INTERVIEW

Marcelo: „Es sind dieselben Anführer, die uns in den Krieg und in die EU geführt haben“

Wie es mit der gesellschaftlich-politischen, aber auch ­musikalischen Situation am Balkan aussieht, darüber hat Marcelo mit KOSMO gesprochen. (FOTO: Albin Melez)

Marko Selic Marcelo, ein Schriftsteller, dem, wie er sagt, die Musik mit seiner Dichtung und Prosa einfach „passiert” ist, enthüllt bereits seit zwei Jahrzehnten die balkanische Realität und zielt auch außerhalb der Musik ins Herz der Probleme. Wie es mit der gesellschaftlich-politischen, aber auch ­musikalischen Situation am Balkan aussieht, darüber hat Marcelo mit KOSMO nach seinem Konzert in Wien in der Organisation Serbisches Kulturforums gesprochen.
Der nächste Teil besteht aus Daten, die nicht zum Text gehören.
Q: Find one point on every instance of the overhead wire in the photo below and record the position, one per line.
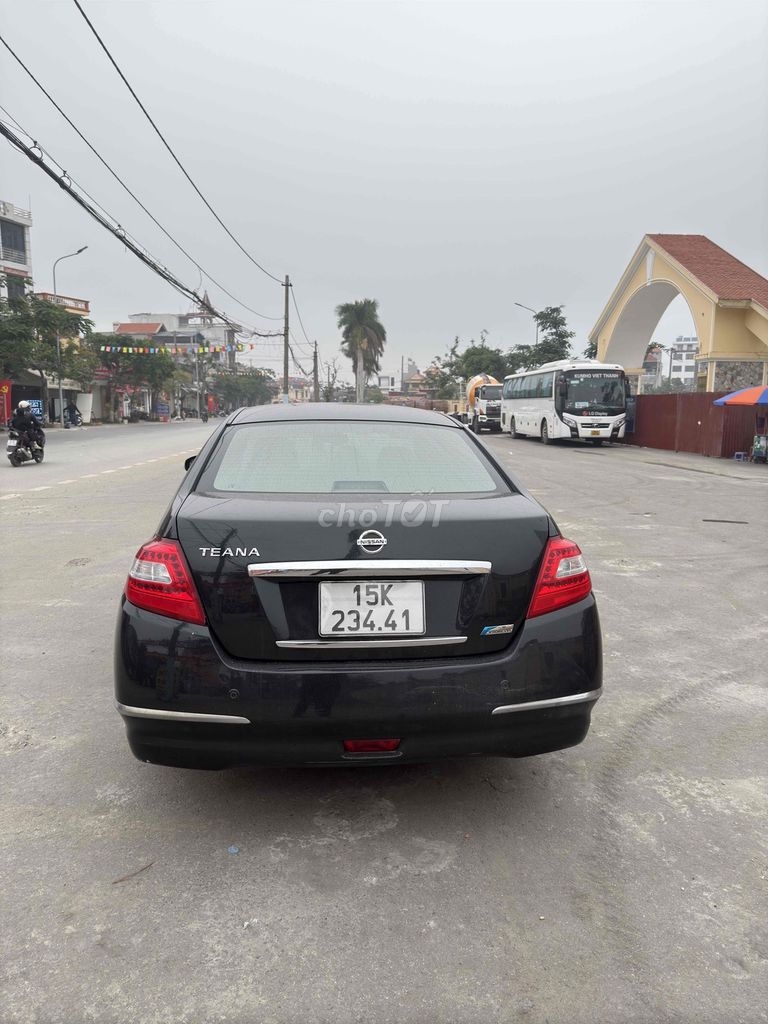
(65, 181)
(122, 183)
(167, 145)
(296, 307)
KOSMO: Sie gelten bereits seit Jahren als Autor, dessen Verse eine intime Kenntnis der Gesellschaft verraten, in der Sie leben. Viele sind der Meinung, dass Sie die gesellschaftlichen und politischen Zustände in Serbien richtig und schonungslos darstellen. Wie würden Sie als Bürger, aber auch als Musiker und Autor die Situation beschreiben, in der Serbien am 4. April, nach den Wahlen, aufgewacht ist?
Marko Selic Marcelo:
Es ist leider nicht aufgewacht. Die Anästhesie war doch zu stark. Oder die Menschen haben sich gedacht, dass aufgrund der internationalen Situation gerade nicht der richtige Moment für große Veränderungen im Inland ist. Oder sie haben einfach gar nichts gedacht. Es wird immer schmerzhafter, darüber zu reden; Das sind meine Landsleute, das ist mein Land, und das sind keine kalten Analysen aus irgendwelchen ausgelagerten Labors. Ich betrachte die Situation, in der ich mich selber befinde. Aber es sieht aus, als gäbe es hier mehrere Wirklichkeiten gleichzeitig. Andere Erklärungen verschwinden für mich immer mehr.
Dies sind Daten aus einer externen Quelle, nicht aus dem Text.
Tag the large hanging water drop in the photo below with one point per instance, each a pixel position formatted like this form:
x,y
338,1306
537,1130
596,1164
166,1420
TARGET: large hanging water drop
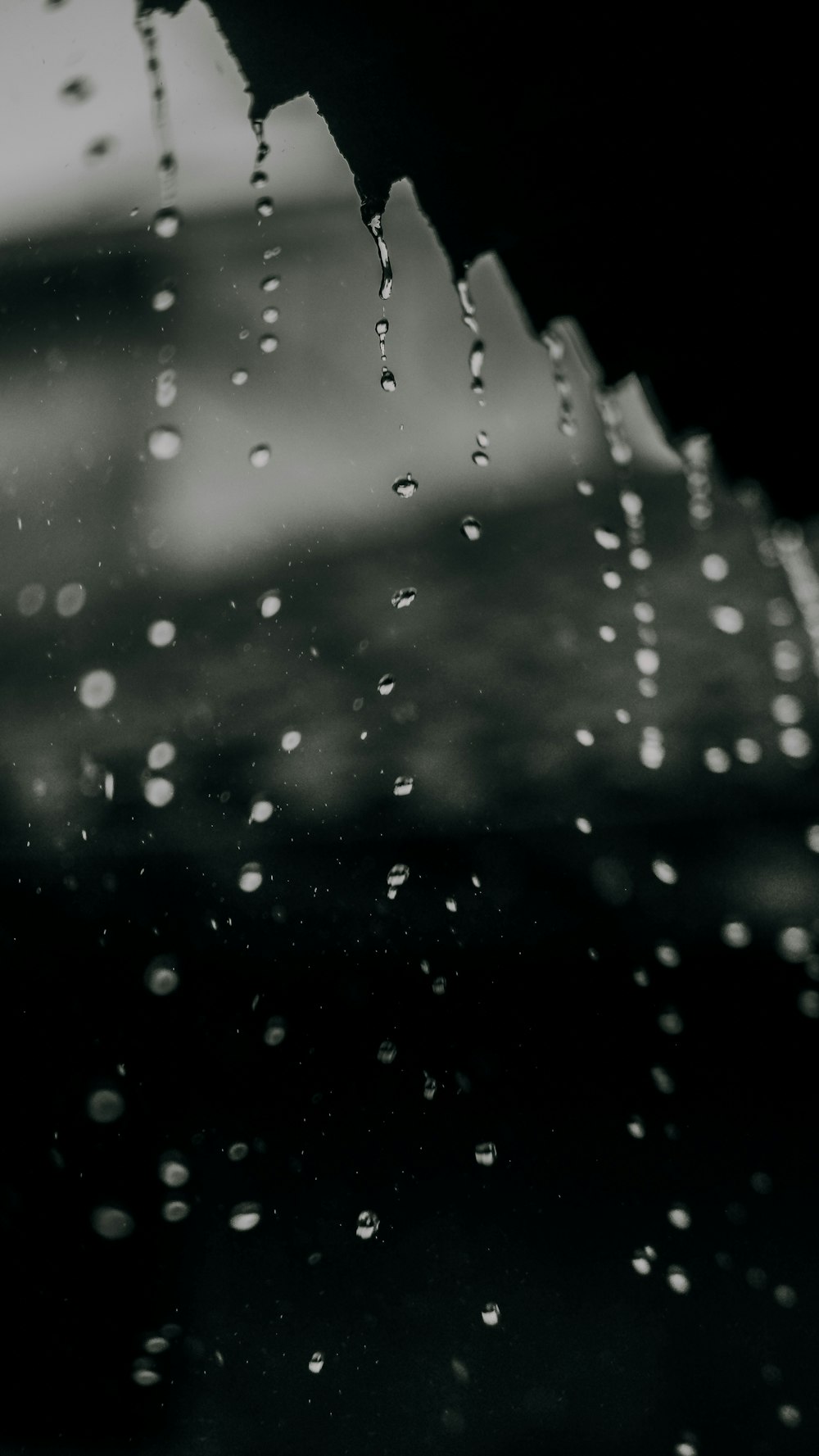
x,y
374,228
Auch wenn Sie nicht Politologe oder Soziologe von Beruf sind, geben Ihnen auch viele Experten in Ihrer Beurteilung der Gesellschaft Recht. Im Lied „Udahni”, mit dem Ihr neues Album „Nojeva varka” beginnt, heißt es: „Devedesete ispred i iza… Kao da sam dva’es godina bio u komi i probudio se danas.” („Die Neunziger vor uns und hinter uns… Als wäre ich zwanzig Jahre im Koma gelegen und heute aufgewacht.”) Lebt Serbien noch immer in den neunziger Jahren? Was hat das Volk in den letzten 30 Jahren gemacht?
Marko Selic Marcelo: Die ganze Region liegt im Koma. Allerdings ist das jetzt eine abgemilderte Version der Neunziger, es fehlen die schlimmsten, die schwärzesten Zutaten. Es gibt keinen Krieg, keine Sanktionen, keine Bombardierung, was natürlich super ist. Aber es ist traurig, dass das schon so ungefähr alle unsere Erwartungen ans Leben sind: dass es nur keinen Krieg, keine Sanktionen, keine Bomben gibt. Wir wissen, wie das blanke Entsetzen aussieht, daher ist für uns jedes bisschen Wohlbefinden schon ein Segen. Aber die politischen Eliten rasseln zu Marketingzwecken in ihren Sesseln alle paar Augenblicke mit ihren Säbeln und wir hängen in einem Zustand fest, den man „Nicht-Krieg” nennen könnte. Ein Freund, der sich seit Jahren mit dem Aufbau des Friedens beschäftigt und in geteilten Regionen arbeitet, hat mir diesen Begriff genannt: Das ist das, was zum Glück kein Krieg ist, aber auch nie wirklich zu einem Frieden geworden ist. Der niedrige Lebensstandard, der mancherorts ganz in Armut übergegangen ist, trägt sicher auch nicht zum allgemeinen Klima bei. Die Menschen leben von der Hand in den Mund, dieselben Führer haben uns in den Krieg und in die EU geführt, da versteht niemand mehr irgendetwas. Was haben wir also 30 Jahre lang gemacht? Wir leben an der Peripherie unserer selbst und beobachten von da aus unsere eigenen Leben, als wären es fremde.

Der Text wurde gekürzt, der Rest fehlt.